Contradictory imaging and EEG results in resection surgery of bitemporal lobe epilepsy: A case report

Exp Ther Med. 2014 Mar;7(3):731-733. doi: 10.3892/etm.2013.1462. Epub 2013 Dec 27.

Abstract

The present study describes the case of a 27-year-old, right-handed female with bilateral mesial temporal lobe epilepsy. Electroencephalogram (EEG) monitoring from implanted electrodes displayed two different and independent onsets on the two sides of the mesial temporal structures, which specifically included clinical generalized tonic clonic seizure (GTCS) discharges originating from the left mesial temporal lobe, as well as complex partial seizure (CPS) discharges arising from the right mesial region. However, fluid-attenuated inversion recovery magnetic resonance imaging (FLAIR MRI) showed a unilateral abnormality, as in right mesial temporal lobe sclerosis. A decision was made to resect one side of the mesial temporal lobe, in order to avoid memory function impairment, and, relying on the MRI results, the right side was selected.
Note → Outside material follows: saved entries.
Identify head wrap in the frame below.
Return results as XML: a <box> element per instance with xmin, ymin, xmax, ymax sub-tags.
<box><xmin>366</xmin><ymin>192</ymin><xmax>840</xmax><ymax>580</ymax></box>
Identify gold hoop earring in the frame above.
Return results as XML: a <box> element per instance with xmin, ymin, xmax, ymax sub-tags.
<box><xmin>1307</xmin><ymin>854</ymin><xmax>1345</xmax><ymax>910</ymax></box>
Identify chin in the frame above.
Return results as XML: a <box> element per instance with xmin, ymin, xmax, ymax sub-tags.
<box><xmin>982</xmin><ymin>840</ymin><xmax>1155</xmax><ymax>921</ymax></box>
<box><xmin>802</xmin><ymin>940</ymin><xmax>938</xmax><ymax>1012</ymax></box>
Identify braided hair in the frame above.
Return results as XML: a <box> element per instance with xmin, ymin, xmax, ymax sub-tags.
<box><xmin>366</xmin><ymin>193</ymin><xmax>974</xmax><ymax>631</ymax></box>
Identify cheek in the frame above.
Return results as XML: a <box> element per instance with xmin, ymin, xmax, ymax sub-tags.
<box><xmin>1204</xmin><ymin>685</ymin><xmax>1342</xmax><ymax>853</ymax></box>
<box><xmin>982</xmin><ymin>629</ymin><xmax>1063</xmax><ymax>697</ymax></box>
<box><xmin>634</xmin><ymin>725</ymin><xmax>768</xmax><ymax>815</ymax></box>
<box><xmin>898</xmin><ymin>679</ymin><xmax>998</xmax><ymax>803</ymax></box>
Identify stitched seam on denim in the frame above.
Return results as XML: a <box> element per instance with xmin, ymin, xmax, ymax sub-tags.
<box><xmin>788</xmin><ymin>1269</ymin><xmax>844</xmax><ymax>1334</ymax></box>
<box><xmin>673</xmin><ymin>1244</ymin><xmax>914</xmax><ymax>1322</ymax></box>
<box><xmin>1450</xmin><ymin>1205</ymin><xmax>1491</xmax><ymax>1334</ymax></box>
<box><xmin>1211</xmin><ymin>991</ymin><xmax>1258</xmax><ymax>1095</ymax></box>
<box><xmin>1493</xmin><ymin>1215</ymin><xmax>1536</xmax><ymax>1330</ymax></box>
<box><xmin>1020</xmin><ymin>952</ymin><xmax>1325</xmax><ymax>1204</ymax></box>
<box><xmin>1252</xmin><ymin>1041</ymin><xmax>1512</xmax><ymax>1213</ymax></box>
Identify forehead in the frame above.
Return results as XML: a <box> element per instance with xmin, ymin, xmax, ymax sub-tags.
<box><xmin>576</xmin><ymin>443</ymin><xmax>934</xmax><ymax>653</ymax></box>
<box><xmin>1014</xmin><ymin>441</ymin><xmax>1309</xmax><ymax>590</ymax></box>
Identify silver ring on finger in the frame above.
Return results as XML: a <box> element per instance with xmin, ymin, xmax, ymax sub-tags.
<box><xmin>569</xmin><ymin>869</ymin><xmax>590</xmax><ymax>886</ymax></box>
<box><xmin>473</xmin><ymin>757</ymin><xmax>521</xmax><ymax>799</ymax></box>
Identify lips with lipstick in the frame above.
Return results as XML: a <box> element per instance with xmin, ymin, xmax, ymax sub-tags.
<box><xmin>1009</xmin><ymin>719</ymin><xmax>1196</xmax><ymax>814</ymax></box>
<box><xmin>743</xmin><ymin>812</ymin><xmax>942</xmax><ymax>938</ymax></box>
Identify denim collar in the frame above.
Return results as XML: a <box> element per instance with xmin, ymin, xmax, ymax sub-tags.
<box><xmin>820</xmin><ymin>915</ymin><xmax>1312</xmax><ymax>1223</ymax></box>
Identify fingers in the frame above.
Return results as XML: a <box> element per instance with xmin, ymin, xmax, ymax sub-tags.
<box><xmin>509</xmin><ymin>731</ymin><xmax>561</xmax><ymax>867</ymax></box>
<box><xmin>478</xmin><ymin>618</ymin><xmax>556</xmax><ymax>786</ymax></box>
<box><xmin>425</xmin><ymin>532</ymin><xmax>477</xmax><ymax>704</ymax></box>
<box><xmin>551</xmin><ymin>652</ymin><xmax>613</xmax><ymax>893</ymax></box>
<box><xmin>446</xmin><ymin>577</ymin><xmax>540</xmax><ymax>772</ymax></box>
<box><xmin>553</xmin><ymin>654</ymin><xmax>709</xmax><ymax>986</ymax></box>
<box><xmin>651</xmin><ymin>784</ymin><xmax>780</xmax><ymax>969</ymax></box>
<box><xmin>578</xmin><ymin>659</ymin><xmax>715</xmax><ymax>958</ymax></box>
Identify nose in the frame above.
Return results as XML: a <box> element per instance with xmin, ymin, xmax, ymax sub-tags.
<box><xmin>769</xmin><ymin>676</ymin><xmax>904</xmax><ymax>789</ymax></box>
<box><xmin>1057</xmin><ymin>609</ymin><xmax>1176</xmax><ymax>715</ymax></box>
However, surgery did not leave the patient seizure-free. The CPSs gradually eased, while the GTCSs originating from the left side became severely aggravated. In describing this case, the drawbacks of current epileptic diagnostic methods and surgical strategies for bitemporal lobe epilepsy are discussed, and the requirement for more treatment options is emphasized.

Keywords: bitemporal lobe epilepsy; epilepsy; epileptic surgery.